The CBC introduced the legislation on Monday, June 15, the same day it was reported that U.S. police kill more people than in any other developed country.

A review of Bureau of Justice Statistics (BJS) by CNN found a total of 1,348 potential arrest-related deaths in the ten months from June 2015 through March 2016 — an average of 135 deaths per month, or just over 4 per day. By comparison only 13 people died in police custody in the U.K. Black men and boys wear targets on their backs as far as the police are concerned. Police officers are more likely to use force on black Americans — and, according to a 2016 study published in the American Journal of Health, black men are nearly three times more likely than white men to be killed by police intervention.

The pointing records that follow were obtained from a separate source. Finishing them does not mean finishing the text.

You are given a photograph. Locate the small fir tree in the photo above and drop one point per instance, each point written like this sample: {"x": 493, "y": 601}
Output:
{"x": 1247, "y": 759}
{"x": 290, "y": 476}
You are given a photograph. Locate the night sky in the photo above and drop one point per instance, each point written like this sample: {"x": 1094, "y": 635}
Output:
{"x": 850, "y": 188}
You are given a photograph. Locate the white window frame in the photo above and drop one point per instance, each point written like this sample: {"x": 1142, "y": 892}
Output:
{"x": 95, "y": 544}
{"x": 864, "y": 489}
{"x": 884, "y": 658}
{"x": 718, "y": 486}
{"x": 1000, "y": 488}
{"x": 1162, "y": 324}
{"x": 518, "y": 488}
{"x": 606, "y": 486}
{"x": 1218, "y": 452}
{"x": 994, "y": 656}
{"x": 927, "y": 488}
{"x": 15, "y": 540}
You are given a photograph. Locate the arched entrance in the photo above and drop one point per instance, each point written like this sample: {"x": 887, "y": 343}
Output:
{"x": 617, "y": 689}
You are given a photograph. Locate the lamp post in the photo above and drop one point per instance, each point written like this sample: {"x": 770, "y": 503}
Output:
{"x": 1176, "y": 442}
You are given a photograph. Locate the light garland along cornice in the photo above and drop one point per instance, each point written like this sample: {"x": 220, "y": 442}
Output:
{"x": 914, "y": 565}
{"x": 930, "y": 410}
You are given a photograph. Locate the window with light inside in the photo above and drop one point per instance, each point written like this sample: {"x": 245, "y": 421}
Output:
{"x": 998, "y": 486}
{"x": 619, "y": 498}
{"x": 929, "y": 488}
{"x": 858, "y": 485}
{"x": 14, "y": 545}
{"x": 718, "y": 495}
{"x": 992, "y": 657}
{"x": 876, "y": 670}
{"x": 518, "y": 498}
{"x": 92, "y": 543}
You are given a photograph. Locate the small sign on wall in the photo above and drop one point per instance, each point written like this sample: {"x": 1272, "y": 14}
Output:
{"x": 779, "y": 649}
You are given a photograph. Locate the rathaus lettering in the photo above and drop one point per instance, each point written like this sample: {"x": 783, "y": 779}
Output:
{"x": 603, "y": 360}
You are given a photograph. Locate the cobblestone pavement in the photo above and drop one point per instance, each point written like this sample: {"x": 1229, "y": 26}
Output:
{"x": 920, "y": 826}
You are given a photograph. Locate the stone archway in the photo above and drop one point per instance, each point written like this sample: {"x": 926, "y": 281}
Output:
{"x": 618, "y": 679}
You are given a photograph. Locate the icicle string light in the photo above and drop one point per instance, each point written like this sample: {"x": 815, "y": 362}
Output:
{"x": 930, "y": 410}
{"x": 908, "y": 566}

Before the news conference began, CBC members and others, all wearing colorful Kente cloth scarves, knelt in silence on one knee for eight minutes and 24 seconds in Emancipation Hall at the Capitol Visitor Center. It was a gesture designed to illustrate how long former police officer Derek Chauvin pressed his knee into the back of Floyd’s neck, killing him.

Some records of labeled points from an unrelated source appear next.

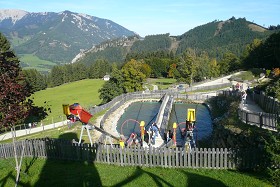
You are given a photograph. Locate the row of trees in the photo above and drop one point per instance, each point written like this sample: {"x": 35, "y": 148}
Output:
{"x": 15, "y": 107}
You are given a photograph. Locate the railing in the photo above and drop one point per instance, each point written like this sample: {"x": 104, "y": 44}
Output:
{"x": 260, "y": 119}
{"x": 214, "y": 158}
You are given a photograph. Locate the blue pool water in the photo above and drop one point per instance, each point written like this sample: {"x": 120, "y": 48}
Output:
{"x": 147, "y": 112}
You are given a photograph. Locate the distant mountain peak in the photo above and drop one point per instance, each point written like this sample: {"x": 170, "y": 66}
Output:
{"x": 13, "y": 14}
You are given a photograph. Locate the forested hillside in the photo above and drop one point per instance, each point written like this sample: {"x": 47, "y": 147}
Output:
{"x": 218, "y": 37}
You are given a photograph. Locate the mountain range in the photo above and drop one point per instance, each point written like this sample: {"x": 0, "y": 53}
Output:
{"x": 70, "y": 37}
{"x": 57, "y": 37}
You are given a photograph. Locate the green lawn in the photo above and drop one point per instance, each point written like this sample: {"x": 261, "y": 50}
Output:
{"x": 32, "y": 61}
{"x": 84, "y": 92}
{"x": 162, "y": 83}
{"x": 47, "y": 172}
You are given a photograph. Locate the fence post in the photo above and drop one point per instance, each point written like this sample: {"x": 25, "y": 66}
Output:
{"x": 261, "y": 119}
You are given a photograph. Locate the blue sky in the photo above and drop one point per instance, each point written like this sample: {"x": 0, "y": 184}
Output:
{"x": 148, "y": 17}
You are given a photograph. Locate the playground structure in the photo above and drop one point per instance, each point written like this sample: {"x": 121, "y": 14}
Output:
{"x": 149, "y": 135}
{"x": 75, "y": 113}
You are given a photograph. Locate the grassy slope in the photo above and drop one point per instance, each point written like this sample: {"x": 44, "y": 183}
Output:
{"x": 40, "y": 172}
{"x": 84, "y": 92}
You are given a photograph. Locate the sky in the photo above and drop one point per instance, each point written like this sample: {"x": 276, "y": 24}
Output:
{"x": 150, "y": 17}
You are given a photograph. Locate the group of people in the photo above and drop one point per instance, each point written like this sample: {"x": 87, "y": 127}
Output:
{"x": 239, "y": 87}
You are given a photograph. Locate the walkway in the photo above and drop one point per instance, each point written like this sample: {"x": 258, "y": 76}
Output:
{"x": 250, "y": 106}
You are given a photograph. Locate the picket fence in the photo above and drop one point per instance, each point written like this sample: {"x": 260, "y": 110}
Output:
{"x": 214, "y": 158}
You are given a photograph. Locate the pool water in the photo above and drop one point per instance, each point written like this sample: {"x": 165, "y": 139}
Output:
{"x": 147, "y": 112}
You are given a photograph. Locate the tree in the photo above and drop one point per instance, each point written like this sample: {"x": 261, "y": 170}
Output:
{"x": 35, "y": 80}
{"x": 132, "y": 76}
{"x": 214, "y": 68}
{"x": 186, "y": 65}
{"x": 202, "y": 67}
{"x": 113, "y": 87}
{"x": 14, "y": 106}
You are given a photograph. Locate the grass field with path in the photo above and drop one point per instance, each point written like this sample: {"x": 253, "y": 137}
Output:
{"x": 84, "y": 92}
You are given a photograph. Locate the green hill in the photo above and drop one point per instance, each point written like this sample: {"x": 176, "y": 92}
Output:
{"x": 84, "y": 92}
{"x": 215, "y": 38}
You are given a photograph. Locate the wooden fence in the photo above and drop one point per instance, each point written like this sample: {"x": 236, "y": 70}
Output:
{"x": 214, "y": 158}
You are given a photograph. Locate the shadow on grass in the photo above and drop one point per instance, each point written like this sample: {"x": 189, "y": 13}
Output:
{"x": 138, "y": 173}
{"x": 4, "y": 181}
{"x": 61, "y": 173}
{"x": 200, "y": 180}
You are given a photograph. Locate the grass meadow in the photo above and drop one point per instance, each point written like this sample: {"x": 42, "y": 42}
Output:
{"x": 47, "y": 172}
{"x": 84, "y": 92}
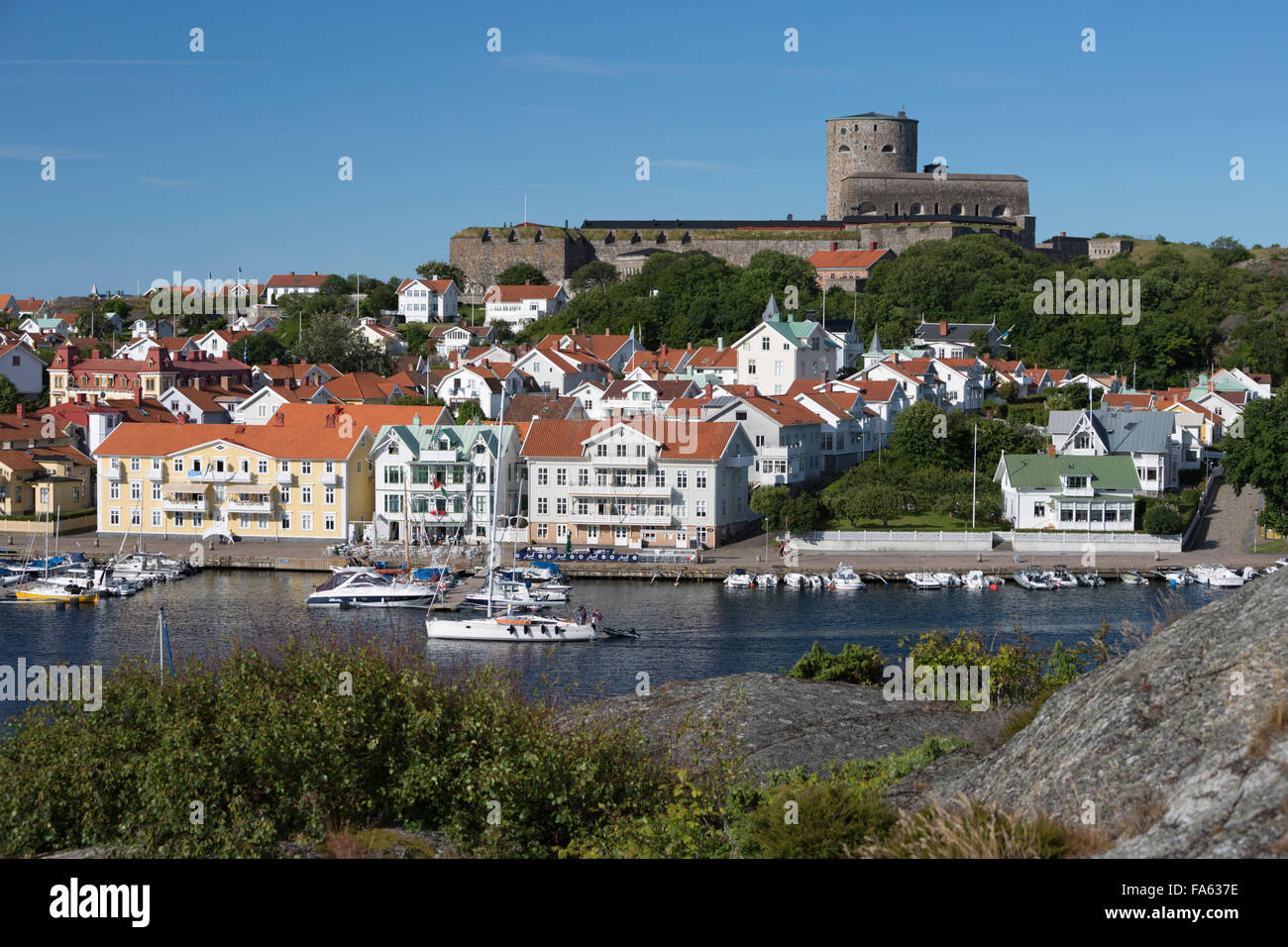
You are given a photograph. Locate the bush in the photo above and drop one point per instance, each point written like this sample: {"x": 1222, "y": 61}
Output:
{"x": 855, "y": 664}
{"x": 1162, "y": 519}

“What we are witnessing is the birth of a new movement in our country with thousands coming together in every state marching to demand change that ends police brutality, holds officers accountable and calls for transparency,”  Bass said during a Washington, D.C. news conference. “For over 100 years, Black communities in America have sadly been marching against police abuse and calling the for the police to protect and serve them as they do others. Today, we unveil the Justice in Policing Act, which will establish a bold transformative vision of policing in America. Never again should the world be subjected to witnessing what we saw on the streets in Minnesota with George Floyd.”

WHAT THE BILL WOULD DO

The bill, if passed and signed into law, it would:

  1. Ban chokeholds, carotid holds, and no-knock warrants at the federal level and limit the transfer of military-grade equipment to state and local law enforcement
  2. Establish a National Police Misconduct Registry to prevent problematic cops who are fired or leave an agency from moving to another jurisdiction without any accountability
  3. Amend a federal criminal statute from a “willfulness” to a “recklessness” standard to successfully identify and prosecute police misconduct
  4. Require state and local law enforcement agencies to report us of force data by race, gender, disability, religion and age
  5. Mandate the use of dashboard cameras and body cameras for federal officers and require state and local enforcement to use existing federal funds to ensure the use of police body cameras
  6. Prohibit federal, state and local law enforcement from racial, religious and discriminatory profiling, and mandate training on racial, religious, and discriminatory profiling for all law enforcement
  7. Reform qualified immunity so that individuals are not barred from recovering damages when police violate their constitutional rights
  8. Establish public safety innovation grants for community-based organizations to create local commissions and task forces to help communities to re-imagine and develop concrete, just and equitable public safety approaches
  9. Create law enforcement development and training programs to develop best practices and require the creation of law enforcement accreditation standard recommendations based on President Obama’s Taskforce on 21st Century Policing
  10. Improve the use of pattern and practice investigations at the federal level by granting the Department of Justice Civil Rights Division subpoena power and create a grant program for state attorneys general to develop authority to conduct independent investigations into problematic police departments
  11. Establish a Department of Justice task force to coordinate the investigation, prosecution and enforcement efforts of federal, states and local governments in cases related to law enforcement misconduct.

Thirty-five members of the U.S. Senate and 166 members of the House of Representatives are sponsoring the bill.